Mabuza, who reportedly had more than 400 amateur bouts, started his pro career on 28 Nov. 1999, with a second-round TKO of Masinghita Hlungwane (lifetime record 1–3) at Portuguese Hall, in Johannesburg, Gauteng, South Africa. He carved through six more opponents, all by knockout, in his native South Africa, before branching out to fight British journeyman Anthony Hanna (lifetime 22-77-7 as of 12 Dec. 2008) on 4 April 2004, in Liverpool. Mabuza won by decision.

Known as "African Spice" or "The Real Deal," typically fighting in white trunks decorated with a leopard-print "skirt" of wide tassels, Mabuza returned to South Africa to log two more wins, running his record to 10–0, before taking the International Boxing Organization world Bantamweight title from Colombia's Jose Sanjuanelo with a sixth-round TKO on 2 March 2002, at Carnival City in Brakpan, South Africa.

Mabuza won his next seven fights, five by knockout, successfully defending his title six times, between 27 July 2002 (TKO of Zolile Mbityi in South Africa) and 13 May 2005 (unanimous decision over Cruz Carbajal at the Plaza Hotel & Casino, Las Vegas, Nevada). Having earned a shot at the International Boxing Federation Bantamweight title held by Rafael Marquez (boxer), Mabuza met that champion on 5 Nov. 2005, in Lake Tahoe, Nevada, but was stopped in the fourth round by a serious cut over his right eye. (He was also cut under his left eye, and had been knocked down in Round 1). Mabuza lost his IBO title to Marquez, who unified the two belts.

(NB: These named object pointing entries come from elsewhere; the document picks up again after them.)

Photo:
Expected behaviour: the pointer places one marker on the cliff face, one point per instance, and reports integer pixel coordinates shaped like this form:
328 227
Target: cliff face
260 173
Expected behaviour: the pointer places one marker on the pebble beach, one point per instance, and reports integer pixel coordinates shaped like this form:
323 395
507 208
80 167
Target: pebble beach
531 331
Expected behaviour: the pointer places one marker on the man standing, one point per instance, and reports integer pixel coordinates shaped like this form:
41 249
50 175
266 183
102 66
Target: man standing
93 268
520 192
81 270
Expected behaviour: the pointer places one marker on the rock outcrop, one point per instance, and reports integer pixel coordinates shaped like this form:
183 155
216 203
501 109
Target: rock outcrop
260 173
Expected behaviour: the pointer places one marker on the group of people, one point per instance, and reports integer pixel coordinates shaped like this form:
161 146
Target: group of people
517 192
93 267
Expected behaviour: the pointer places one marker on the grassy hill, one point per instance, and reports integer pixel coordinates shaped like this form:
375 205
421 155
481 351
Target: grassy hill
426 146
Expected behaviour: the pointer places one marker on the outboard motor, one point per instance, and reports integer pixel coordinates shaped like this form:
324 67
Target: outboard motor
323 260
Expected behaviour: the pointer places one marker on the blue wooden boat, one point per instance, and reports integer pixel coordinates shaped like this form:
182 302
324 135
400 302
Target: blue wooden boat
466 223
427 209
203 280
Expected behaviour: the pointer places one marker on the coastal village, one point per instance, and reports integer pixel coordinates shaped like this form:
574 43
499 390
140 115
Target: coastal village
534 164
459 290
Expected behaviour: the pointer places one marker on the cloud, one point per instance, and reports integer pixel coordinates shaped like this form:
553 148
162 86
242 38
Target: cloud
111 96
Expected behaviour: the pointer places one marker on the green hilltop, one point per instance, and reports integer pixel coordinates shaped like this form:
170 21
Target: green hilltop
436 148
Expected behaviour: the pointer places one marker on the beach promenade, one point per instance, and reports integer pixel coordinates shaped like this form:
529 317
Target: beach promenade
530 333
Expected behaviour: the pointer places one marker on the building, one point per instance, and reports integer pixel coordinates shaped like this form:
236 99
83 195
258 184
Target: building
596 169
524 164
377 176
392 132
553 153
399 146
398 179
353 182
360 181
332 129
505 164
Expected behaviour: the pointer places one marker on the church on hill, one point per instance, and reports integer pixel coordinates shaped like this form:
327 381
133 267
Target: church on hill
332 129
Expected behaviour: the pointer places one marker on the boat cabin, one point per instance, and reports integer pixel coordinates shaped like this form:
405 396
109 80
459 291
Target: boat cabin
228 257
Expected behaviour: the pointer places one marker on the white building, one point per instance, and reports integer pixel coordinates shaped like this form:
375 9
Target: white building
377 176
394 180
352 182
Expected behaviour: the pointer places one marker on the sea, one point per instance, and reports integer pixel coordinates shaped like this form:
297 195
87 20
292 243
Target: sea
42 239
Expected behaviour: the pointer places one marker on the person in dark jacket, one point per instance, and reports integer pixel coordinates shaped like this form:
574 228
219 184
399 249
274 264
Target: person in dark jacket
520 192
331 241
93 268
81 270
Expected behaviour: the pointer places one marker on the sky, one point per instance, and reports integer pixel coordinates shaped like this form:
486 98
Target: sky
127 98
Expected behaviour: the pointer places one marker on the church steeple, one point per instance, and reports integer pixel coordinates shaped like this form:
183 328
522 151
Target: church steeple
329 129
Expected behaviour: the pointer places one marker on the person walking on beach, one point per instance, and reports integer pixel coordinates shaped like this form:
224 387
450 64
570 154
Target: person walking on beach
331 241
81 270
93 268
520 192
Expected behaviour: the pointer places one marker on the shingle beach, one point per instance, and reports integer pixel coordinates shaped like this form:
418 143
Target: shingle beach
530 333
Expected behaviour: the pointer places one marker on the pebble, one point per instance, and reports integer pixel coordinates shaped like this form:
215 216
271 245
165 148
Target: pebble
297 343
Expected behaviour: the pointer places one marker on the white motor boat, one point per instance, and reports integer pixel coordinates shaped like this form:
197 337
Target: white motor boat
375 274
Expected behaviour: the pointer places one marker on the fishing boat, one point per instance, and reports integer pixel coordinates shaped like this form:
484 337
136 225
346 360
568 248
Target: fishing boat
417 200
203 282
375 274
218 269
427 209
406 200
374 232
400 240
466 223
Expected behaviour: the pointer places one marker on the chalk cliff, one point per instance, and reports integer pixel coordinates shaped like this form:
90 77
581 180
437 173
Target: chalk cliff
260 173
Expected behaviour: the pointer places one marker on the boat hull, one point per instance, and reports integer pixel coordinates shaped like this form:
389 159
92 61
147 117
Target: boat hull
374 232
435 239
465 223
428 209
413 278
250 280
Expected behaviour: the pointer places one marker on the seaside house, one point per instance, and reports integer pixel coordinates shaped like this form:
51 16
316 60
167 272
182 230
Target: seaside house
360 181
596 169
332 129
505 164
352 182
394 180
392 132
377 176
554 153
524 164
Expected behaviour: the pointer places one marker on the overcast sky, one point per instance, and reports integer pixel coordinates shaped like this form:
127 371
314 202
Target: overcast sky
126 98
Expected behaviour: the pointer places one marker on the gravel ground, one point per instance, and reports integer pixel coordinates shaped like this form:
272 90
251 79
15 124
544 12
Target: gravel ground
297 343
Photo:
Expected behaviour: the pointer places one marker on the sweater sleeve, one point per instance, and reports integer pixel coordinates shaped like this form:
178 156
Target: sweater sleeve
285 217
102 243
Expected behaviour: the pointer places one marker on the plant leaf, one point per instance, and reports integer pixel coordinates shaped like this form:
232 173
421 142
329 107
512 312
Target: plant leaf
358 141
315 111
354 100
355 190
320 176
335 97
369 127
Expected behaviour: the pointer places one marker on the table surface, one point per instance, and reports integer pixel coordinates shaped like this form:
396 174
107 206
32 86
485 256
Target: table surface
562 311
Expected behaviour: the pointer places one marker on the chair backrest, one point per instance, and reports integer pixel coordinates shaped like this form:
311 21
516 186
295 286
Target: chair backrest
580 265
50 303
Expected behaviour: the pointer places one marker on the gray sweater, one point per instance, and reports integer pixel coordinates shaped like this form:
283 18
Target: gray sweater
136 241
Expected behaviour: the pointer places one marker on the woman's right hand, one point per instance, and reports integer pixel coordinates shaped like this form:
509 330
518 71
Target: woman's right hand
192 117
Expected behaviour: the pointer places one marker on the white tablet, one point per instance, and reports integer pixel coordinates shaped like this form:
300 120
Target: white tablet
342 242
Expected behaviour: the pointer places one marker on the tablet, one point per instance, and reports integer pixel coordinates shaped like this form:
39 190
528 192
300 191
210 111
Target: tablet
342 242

Mabuza traveled to New York City to defeat Ricardo Vargas in a 12-round, unanimous decision on 20 April 2006, to gain a second title shot vs. Marquez, for the IBO and IBF Bantamweight titles. This time, on 5 Aug. 2006, again in Lake Tahoe, Mabuza lasted much longer, but lost when his corner threw in the towel in the ninth round. Marquez had scored a disallowed knockdown due to a low blow in the second, but thereafter had bloodied Mabuza's nose, cut him beside the right eye, and dealt two parallel cuts on his left cheek in Round 8. Mabuza had fought through a swollen right eye for five rounds, as well, when the fight was stopped after two rounds in which the action heavily favored Marquez.

Mabuza has since returned to his home in South Africa, where he has continued to fight, logging three victories since his second title-shot loss to Marquez. He stopped Tanzanian Mbwana Matumla in the fifth round on 12 May 2007, to regain the IBO Bantamweight title, which had been vacated by Marquez's ascension to the Super Bantamweight division. Mabuza defeated Eden Sonsona of the Philippines to defend his title on 2 Feb. 2008, when the challenger retired from the bout after being knocked down at the final bell of Round 8. On 5 Jan. 2008) he defeated Damian David Marchiano of Argentina by TKO on 31 May 2008, to put Mabuza's sanctioned record at 22–2 with 16 knockouts.

On 29 May 2009 Mabuza suffered his third loss to Colombian Yonny Perez by TKO in the 12th round in an IBF Bantamweight eliminator.